FINE NEEDLE ASPIRATE
One of the least-invasive and best-tolerated procedures to help diagnose a condition in a patient involving a mass, swelling or fluid collection is the Fine Needle Aspirate. To perform it, your pet’s doctor will usually use a big syringe with a small needle. After clipping the hair from the area to be biopsied, and preparing it as one would for surgery, a tiny needle is inserted into the suspicious area, a big vacuum is pulled with a big syringe. If everything goes right, fluid or cells enter the needle (and the syringe, too, if there’s enough of it and it’s free-flowing). The material is now spread on a microscope slide so that the clinician can send it to a pathologist. The pathologist will stain the slide with special stains that allow him to see the details of the cells/fluid/material in hopes of making a diagnosis.
Potential drawbacks of the fine needle aspirate are:
a growth may consist of a cell type that doesn’t exfoliate or “give up” cells easily. Therefore the material removed may not contain diagnostic characteristics.
because the needle is entering a very small part of a bigger problem area, a tiny needle may miss the most important information. For example, some cancerous tumors may have normal tissue inside them. If the needle happens to enter normal tissue, even though it’s immediately adjacent to cancerous tissue, the result may be a misdiagnosis of normalcy.
That said, a fine needle aspirate is easy, inexpensive and relatively painless. If it gives the practitioner the answers he seeks, it’s great. If it doesn’t, it is still easy to go further to more aggressive biopsies.
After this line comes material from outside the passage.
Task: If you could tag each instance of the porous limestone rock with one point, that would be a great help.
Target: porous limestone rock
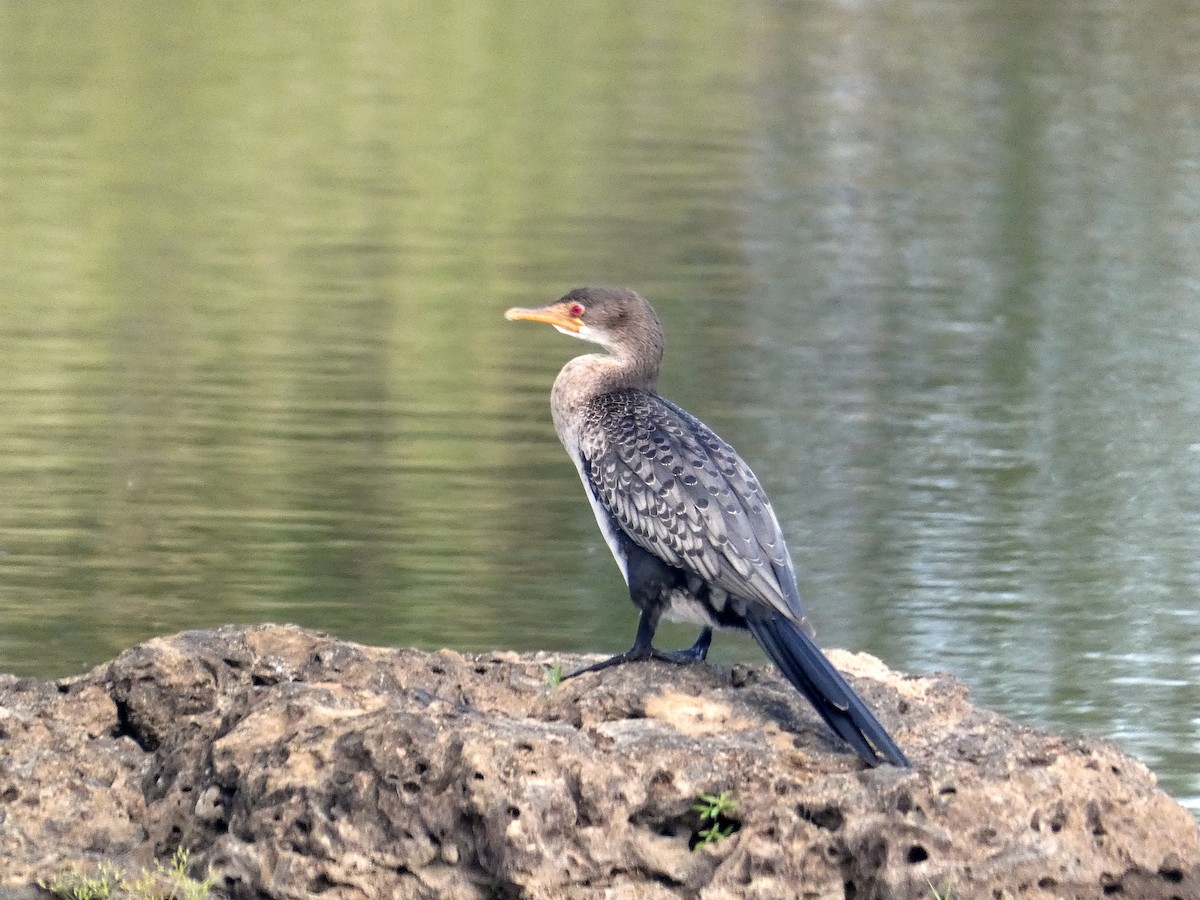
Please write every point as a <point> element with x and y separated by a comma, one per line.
<point>299,766</point>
Tissue biopsy is usually thought of as removing the entirety of a mass and submitting it to a pathologist for study. In some cases the mass may be too large to remove completely, and a portion is submitted for the purpose of making a diagnosis. Then, if the diagnosis is grave, more aggressive treatment may be chosen.
An example might be a large mass on an extremity. If the pathologist returns a non-cancerous verdict, the mass might be handled conservatively, such as debulking. Debulking is a procedure in which a large portion of a mass is removed even though the entire mass cannot be. On the other hand, if the verdict is that the growth is likely to spread and endanger the health of the entire patient, removal of the limb might be indicated.
So, your veterinarian has removed tissue from your pet. What happens to it next? When it arrives at the pathologist’s office, a technician will take the entire growth from its formaldehyde-filled container and place it in a histiotome, a device to slice thin portions of the growth. Those thin slices are then affixed to a microscope slide and subjected to specially-colored stains that bring out the characteristics of the tissue that help the pathologist make a diagnosis. Using a microscope that can achieve very, very high magnification, the pathology doctor will examine the tissue’s most detailed points to come to a conclusion about the nature of the growth.
Notice I said, “come to a conclusion.” Tissue samples don’t come with little signs that say, “I’m a malignant melanoma,” or, “my diagnosis is…” Pathology is a very advanced science in the practice of medicine, but, like so many other diseases, many cancers look alike, even in the fine details under a microscope. Sometimes a judgement call has to be made as to the type of cancer observed. Sometimes the pathologist will give us a list of possibilities, from most to least likely.
Recall that the definition of “biopsy” includes the removal and analysis of fluids from the body as well as tissue. Examples include diseases of the chest cavity in which there is pus, transudate, modified transudate, exudate, lymph or chyle. In the abdomen, fluid collection caused by heart disease is called ascites. A traumatic encounter with a car might call for analysis of abdominal fluid to determine whether the urinary bladder has ruptured.
Sometimes fluid from a mass can give clues as to a diagnosis of the rest of the mass, and what treatments might be appropriate for the mass.
The pathologist the veterinarian’s friend. He is an invaluable member of your pet’s doctor’s health care team, and his renderings on cytologies, histopathologies and fluid analyses can help chart the course for your beloved pet’s successful treatment.